Ama bir de karşımıza öyle insanlar çıkıyor ki; işte tam da sana “aidiyet” duygusunu hissettiriyor ve gerçekten sana, varlığıyla güvende olduğunu hissettiriyor. Şu anki görev yerime ilk gün, sabah geldim, kapının önünde durdum. Büyük bir kapı var ve sanki bana “hadi geç” der gibi duruyordu. Öncesinde yaklaşık iki yıl ofis ortamında görev yaptığım için bahçe/öğrenci cıvıltısı/binanın büyüklüğü falan beni biraz duraksattırmıştı. O anda bir hanımefendi geldi ve selam verdi. Kendini tanıttı. Ben de kendimi tanıttım. O kadar cana yakın ve “sahiplenme” edasıyla yaklaştı ki anlatamam. Okulu, katları gezdirdi, öğretmen arkadaşlarla tanıştırdı, genel durum hakkında bilgi verdi ve o geçirdiğimiz on-on beş dakikalık zaman sonrasında sanki uzun yıllardır o okulda görev yapıyormuş hissine kaptırdı beni. Yani Nurhayat Hocam (ben ona ABLA diyorum) ismi gibi hayatıma çok güzel bir etki etti. Sonrasında öğretmenliğini, arkadaşlığını, ablalığını, yardımlara koşmasını, birlik ve beraberlik adına ne kadar güzel şey varsa onlarda başrolde olduğunu görünce kendi kendime dedim ki:
– “Bak oğlum Gökmen! Evet, senin ağabeyin ve ablan yoktu ama Allâh, karşına sana abla olacak birini çıkardı. Senin üzerine düşen şey, Nurhayat ablamın ne kadar güzel, hayatı içselleştiren/güzelleştiren şeyleri varsa ondan al ve asla saygıda kusur etme. Hoş, şükürler olsun bilerek kimseye saygısızlık yaptığımızı da hatırlamıyorum. Düşünebiliyor musunuz senin kanından, canından değil ama hastalık, sağlık, eğitim ve hayatın hangi alanıyla ilgili bir müşkülatın varsa senin yanında ve çözüm odaklı bir yaşam felsefesi var ablamın. Senin ismin, cismin, memleketin, dilin, siyasi görüşün hiç önemli değil. Yeter ki “insan” olalım ve bu milletin “değerlerini” birlikte muhafaza edelim ve bunu bir “bayrak yarışı” haline getirelim yaşamını benimser bir yaşamı vardır. Bana da çok değerli bir örnek olmuştur kendisi. Tekrar hepinizin huzurunda tekrar teşekkür ediyorum ablama.

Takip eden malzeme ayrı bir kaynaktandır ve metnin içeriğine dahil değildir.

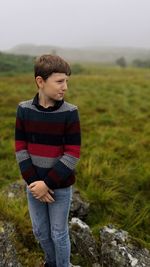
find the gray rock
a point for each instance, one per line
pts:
(118, 250)
(79, 208)
(84, 242)
(8, 255)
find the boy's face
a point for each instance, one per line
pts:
(54, 87)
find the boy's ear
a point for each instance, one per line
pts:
(39, 81)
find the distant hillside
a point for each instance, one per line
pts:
(15, 63)
(93, 54)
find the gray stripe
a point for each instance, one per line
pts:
(69, 161)
(43, 162)
(22, 155)
(65, 106)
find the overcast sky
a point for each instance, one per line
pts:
(75, 23)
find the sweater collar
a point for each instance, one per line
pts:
(58, 104)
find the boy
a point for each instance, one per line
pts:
(48, 141)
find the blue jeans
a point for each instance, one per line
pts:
(50, 226)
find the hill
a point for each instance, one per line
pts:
(10, 63)
(85, 54)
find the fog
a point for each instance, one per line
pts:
(75, 23)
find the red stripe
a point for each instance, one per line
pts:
(19, 123)
(72, 150)
(45, 150)
(44, 127)
(20, 145)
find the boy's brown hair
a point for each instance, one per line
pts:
(45, 65)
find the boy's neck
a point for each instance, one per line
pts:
(45, 101)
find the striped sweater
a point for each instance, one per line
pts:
(47, 142)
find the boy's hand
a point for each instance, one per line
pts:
(39, 189)
(47, 198)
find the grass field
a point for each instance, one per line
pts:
(114, 171)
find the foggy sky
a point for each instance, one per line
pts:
(75, 23)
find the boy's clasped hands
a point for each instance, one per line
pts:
(41, 191)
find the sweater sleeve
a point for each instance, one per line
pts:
(65, 166)
(23, 158)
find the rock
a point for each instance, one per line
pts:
(79, 208)
(82, 239)
(118, 249)
(8, 255)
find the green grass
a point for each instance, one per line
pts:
(113, 173)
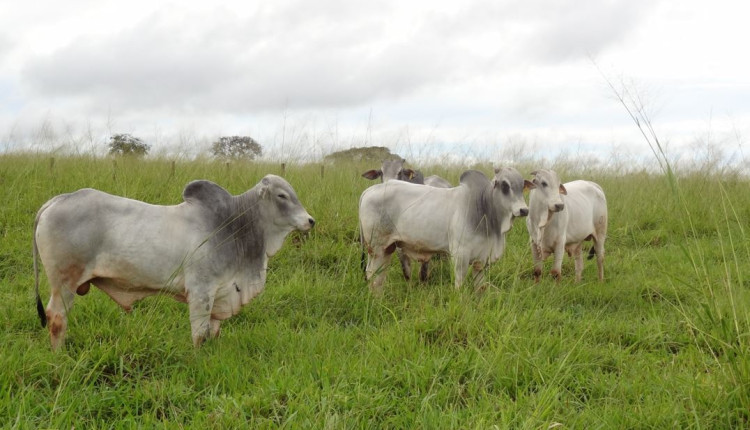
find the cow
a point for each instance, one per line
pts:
(210, 251)
(563, 216)
(394, 169)
(469, 222)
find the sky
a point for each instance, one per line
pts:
(476, 79)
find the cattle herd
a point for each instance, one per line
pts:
(212, 250)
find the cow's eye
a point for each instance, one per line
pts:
(505, 188)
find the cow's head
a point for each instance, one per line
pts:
(548, 193)
(511, 185)
(283, 208)
(393, 169)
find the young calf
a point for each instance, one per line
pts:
(563, 216)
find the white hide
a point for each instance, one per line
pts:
(561, 218)
(424, 220)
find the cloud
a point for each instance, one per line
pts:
(269, 60)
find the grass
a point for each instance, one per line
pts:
(663, 343)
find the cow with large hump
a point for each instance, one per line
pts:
(394, 169)
(469, 222)
(563, 216)
(211, 251)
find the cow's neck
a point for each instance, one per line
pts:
(247, 227)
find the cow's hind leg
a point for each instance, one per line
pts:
(599, 249)
(577, 254)
(424, 271)
(60, 302)
(377, 267)
(405, 263)
(200, 305)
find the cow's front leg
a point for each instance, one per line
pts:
(536, 255)
(558, 253)
(405, 263)
(200, 305)
(215, 328)
(460, 269)
(478, 273)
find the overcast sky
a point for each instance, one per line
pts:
(476, 78)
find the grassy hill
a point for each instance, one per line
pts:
(664, 342)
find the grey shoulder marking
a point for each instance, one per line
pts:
(205, 192)
(474, 180)
(208, 195)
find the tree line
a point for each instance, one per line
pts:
(225, 148)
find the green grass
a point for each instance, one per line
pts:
(663, 343)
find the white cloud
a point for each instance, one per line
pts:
(412, 73)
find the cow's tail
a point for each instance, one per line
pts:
(35, 253)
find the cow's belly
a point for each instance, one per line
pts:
(125, 293)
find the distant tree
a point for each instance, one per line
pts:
(236, 148)
(125, 144)
(375, 154)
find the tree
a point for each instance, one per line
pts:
(236, 148)
(125, 144)
(368, 153)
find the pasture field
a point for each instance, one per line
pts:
(664, 342)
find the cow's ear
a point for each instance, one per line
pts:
(265, 184)
(372, 174)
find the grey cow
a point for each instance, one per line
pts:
(469, 221)
(211, 251)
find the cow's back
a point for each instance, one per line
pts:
(587, 209)
(400, 211)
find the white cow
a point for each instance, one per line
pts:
(468, 221)
(394, 169)
(211, 251)
(563, 216)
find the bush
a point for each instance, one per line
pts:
(236, 148)
(125, 144)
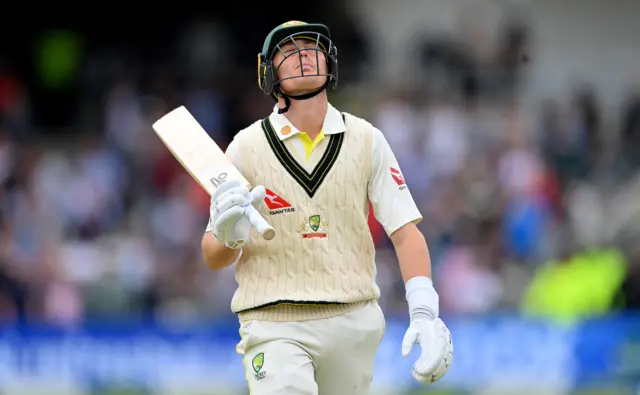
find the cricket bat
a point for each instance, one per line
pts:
(201, 157)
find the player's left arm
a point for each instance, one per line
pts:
(398, 214)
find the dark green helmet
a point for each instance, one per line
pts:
(267, 71)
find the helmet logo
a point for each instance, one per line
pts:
(293, 23)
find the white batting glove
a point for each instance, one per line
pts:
(427, 330)
(230, 226)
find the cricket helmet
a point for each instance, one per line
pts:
(268, 79)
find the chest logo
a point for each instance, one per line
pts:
(276, 204)
(314, 227)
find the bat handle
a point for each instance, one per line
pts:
(261, 224)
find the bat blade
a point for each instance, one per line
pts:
(203, 159)
(195, 150)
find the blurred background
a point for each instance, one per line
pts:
(516, 124)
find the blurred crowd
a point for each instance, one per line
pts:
(526, 209)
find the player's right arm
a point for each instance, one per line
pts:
(215, 254)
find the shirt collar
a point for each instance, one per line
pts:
(333, 123)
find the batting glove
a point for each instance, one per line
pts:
(427, 330)
(230, 226)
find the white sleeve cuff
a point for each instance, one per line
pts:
(422, 297)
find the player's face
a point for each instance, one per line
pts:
(288, 64)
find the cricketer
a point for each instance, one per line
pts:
(310, 323)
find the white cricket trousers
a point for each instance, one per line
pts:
(331, 356)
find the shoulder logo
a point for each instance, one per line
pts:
(398, 178)
(276, 204)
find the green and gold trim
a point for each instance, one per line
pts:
(309, 181)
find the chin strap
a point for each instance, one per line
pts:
(304, 96)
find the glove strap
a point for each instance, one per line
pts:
(422, 298)
(234, 245)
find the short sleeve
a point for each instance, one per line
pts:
(389, 194)
(233, 153)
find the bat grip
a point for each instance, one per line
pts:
(258, 221)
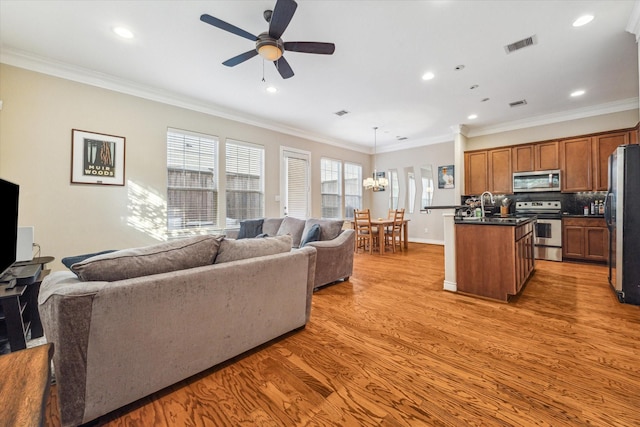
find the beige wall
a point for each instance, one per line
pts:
(36, 120)
(434, 155)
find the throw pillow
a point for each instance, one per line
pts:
(313, 235)
(250, 228)
(329, 228)
(271, 226)
(233, 250)
(70, 260)
(294, 227)
(161, 258)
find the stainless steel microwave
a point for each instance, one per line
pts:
(536, 181)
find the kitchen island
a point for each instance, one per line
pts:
(494, 255)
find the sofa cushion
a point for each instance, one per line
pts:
(312, 235)
(294, 227)
(233, 250)
(329, 228)
(271, 226)
(250, 228)
(161, 258)
(70, 260)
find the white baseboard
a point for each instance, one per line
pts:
(24, 245)
(428, 241)
(450, 286)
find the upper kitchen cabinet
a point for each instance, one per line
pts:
(476, 169)
(536, 157)
(576, 165)
(500, 171)
(604, 145)
(488, 170)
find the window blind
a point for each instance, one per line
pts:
(297, 186)
(245, 181)
(192, 190)
(330, 190)
(352, 188)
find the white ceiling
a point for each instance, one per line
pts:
(382, 50)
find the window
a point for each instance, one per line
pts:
(192, 187)
(352, 188)
(331, 183)
(295, 181)
(245, 181)
(394, 189)
(411, 187)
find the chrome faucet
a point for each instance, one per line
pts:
(482, 201)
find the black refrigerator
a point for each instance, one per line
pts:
(622, 213)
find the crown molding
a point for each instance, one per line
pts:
(547, 119)
(105, 81)
(633, 26)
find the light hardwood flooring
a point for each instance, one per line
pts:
(391, 348)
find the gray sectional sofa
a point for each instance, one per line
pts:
(334, 245)
(129, 323)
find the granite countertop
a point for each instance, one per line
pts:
(494, 220)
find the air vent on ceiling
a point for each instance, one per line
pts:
(521, 44)
(518, 103)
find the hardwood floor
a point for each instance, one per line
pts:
(391, 348)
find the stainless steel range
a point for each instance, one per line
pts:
(548, 229)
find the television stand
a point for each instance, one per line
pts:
(19, 306)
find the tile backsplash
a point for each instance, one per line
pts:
(572, 203)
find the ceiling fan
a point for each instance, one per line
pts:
(269, 44)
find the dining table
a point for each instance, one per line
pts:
(381, 224)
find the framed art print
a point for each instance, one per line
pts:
(97, 158)
(446, 176)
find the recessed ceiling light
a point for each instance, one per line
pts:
(583, 20)
(123, 32)
(428, 75)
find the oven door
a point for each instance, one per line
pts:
(548, 239)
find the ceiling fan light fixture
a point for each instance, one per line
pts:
(270, 52)
(269, 48)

Hülasası dostlar; herkese ayrı bir yüzle, bin bir kişilikle yaklaşıp “insanlıktan” çıkmaktansa, Nurhayat ablam gibi özü, sözü, yüzü “tek” olan biri olarak yaşamayı servet/zenginlik bilmeliyiz. Tak çıkar, tak çıkar şeklinde hayatı maskelerle yaşamaktansa “tek ve gerçek yüzümüzle yaşamak” asilliktir, onurdur, şereftir.